Ich denke, dass ein solcher Relativsatz nur mit einem Akkusativ_objekt_ möglich ist, aber nicht mit einem Adverbial. Auch die Beispiele im Wikipedia-Artikel machen im Relativsatz nicht wirklich Sinn. Ein intransitives Verb kann per definitionem ein Akkusativadverbial haben, aber innerhalb des aufgelösten Relativsatzes übernimmt _das_ nicht die Funktion eines Adverbials, sondern die eines Objektes (oder eines Prädikativs). Aber das ist hier nicht der Fall.


----------



## Demiurg

Ein anderer Ansatz:

Bei "Ich war X" muss X im Nominativ stehen (Gleichsetzungsnominativ).

Im Falle von 

_Das (letzte) Mal, das ich (in Deutschland) war._  (=> _Ich war das Mal._)

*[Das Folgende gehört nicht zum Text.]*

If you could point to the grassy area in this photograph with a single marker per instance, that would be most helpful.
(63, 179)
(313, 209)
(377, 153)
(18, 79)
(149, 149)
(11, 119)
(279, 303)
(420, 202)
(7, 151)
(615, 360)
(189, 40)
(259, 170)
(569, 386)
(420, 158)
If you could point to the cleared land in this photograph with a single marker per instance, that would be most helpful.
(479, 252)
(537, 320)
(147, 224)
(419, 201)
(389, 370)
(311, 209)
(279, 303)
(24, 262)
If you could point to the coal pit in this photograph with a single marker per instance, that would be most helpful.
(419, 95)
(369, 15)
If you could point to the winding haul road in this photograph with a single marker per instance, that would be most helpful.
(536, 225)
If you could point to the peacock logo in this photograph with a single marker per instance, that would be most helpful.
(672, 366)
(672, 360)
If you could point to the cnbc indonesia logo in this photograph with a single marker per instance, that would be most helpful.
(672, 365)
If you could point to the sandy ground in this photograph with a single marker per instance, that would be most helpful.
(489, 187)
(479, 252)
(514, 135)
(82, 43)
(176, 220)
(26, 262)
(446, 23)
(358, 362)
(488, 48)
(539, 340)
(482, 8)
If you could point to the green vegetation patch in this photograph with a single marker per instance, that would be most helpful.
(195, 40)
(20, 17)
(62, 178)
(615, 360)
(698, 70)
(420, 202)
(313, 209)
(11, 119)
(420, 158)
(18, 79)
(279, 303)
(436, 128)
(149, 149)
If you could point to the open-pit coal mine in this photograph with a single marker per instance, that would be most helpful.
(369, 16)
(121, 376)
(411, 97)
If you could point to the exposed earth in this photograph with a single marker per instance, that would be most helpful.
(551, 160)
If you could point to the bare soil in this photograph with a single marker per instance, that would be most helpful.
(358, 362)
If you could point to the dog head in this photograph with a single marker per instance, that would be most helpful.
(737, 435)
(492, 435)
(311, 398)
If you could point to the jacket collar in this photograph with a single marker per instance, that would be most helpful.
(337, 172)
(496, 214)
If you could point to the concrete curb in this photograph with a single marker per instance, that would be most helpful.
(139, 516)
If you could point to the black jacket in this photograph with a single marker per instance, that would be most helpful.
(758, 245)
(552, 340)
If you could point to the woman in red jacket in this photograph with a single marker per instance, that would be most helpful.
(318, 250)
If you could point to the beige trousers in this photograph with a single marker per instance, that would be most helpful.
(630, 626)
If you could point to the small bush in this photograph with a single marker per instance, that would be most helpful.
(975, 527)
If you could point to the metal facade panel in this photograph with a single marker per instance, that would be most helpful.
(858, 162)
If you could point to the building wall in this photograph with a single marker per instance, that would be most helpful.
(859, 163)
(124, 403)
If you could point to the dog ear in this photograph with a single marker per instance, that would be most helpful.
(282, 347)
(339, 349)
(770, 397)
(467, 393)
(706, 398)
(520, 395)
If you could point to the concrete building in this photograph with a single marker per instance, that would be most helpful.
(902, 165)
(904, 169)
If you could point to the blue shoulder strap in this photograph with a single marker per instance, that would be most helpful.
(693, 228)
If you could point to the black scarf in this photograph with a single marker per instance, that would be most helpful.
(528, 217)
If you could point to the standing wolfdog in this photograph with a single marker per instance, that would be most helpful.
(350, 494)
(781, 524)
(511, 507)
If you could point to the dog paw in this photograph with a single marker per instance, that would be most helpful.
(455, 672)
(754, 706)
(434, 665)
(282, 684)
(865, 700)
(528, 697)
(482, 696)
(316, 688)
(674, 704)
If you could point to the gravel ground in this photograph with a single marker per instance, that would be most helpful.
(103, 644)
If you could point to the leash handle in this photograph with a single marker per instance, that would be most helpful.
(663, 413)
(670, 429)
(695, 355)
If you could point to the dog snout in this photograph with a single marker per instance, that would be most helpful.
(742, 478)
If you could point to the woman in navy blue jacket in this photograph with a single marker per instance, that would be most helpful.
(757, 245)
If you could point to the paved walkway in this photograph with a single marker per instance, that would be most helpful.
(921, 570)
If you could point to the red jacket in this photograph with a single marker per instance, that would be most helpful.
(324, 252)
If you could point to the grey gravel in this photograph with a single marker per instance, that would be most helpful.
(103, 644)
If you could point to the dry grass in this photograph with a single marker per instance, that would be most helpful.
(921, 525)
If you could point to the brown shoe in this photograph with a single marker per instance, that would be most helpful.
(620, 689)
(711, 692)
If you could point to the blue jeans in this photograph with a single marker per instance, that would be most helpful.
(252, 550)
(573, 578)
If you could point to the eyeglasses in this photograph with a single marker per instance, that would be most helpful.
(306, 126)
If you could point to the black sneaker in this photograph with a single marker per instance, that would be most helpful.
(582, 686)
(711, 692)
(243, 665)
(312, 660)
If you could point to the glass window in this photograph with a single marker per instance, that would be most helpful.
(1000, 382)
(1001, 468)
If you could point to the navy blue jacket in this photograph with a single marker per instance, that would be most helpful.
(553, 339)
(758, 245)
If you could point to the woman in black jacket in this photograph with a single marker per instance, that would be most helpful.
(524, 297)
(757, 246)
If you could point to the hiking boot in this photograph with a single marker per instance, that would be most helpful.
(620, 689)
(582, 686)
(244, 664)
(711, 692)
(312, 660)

müsste "Mal" also im Nominativ stehen und nicht im Akkusativ.  Analog zu

_Der letzte Penner, der ich in Deutschland war, ..._


----------



## bearded

Ich stimme Demiurgs Aussage zu: bei _Das erste Mal, das ich hier war... _kann 'Mal' im Nominativ stehen: ''Das erste Mal, das ich hier war, war auch mein letztes Mal'', wobei das erste  'Mal' klar das Subjekt ist.  Aber das Problem ist, ob das Relativpronomen 'das' als Adverbialakkusativ betrachtet werden kann. Laut Gernot Back schon, laut Riverplatense nicht (wenn ich richtig verstehe, ist in diesem Fall 'das' einfach falsch, und nur die Konjunktion 'dass' ist zulässig).


----------



## cuore romano

'Das erste Mal, das ich hier war, war auch mein letztes Mal'

Hmm... Dann müsste aber auch

_Der erste Tag, der ich hier war, war auch mein letzter Tag._ 

stimmen, oder denke ich gerade falsch?


----------



## bearded

'Das' kann Nominativ oder Akkusativ sein. 'Der' nur Nominativ.  Demiurg beschäftig sich gerade mit dem Kasus von 'Mal', ich mit jenem vom 2. 'das'.
Der erste Tag, 'den' ich hier war, oder der erste Tag, dass ich hier war.


----------



## cuore romano

_'Das' kann Nominativ oder Akkusativ sein. 'Der' nur Nominativ._
Das ist mir schon klar. 
Meine Überlegung ging dahin, dass es in diesem Satz eben nicht Nominativ sein kann.


----------



## bearded

cuore romano said:


> 'Das erste Mal, das ich hier war, war auch mein letztes Mal'
> 
> Hmm... Dann müsste aber auch
> 
> _Der erste Tag, der ich hier war, war auch mein letzter Tag._
> 
> stimmen, oder denke ich gerade falsch?


Es *müsste* nicht stimmen, weil man das zweite 'das' auch als Akkusativ auffassen kann (das wollte ich
 sagen)


----------



## cuore romano

Aber was ist dann hiermit?


> Ich stimme Demiurgs Aussage zu: bei _Das erste Mal, das ich hier war... _kann  'Mal' im Nominativ stehen: ''Das erste Mal, das ich hier war, war auch  mein letztes Mal'', wobei das erste  'Mal' klar das Subjekt ist.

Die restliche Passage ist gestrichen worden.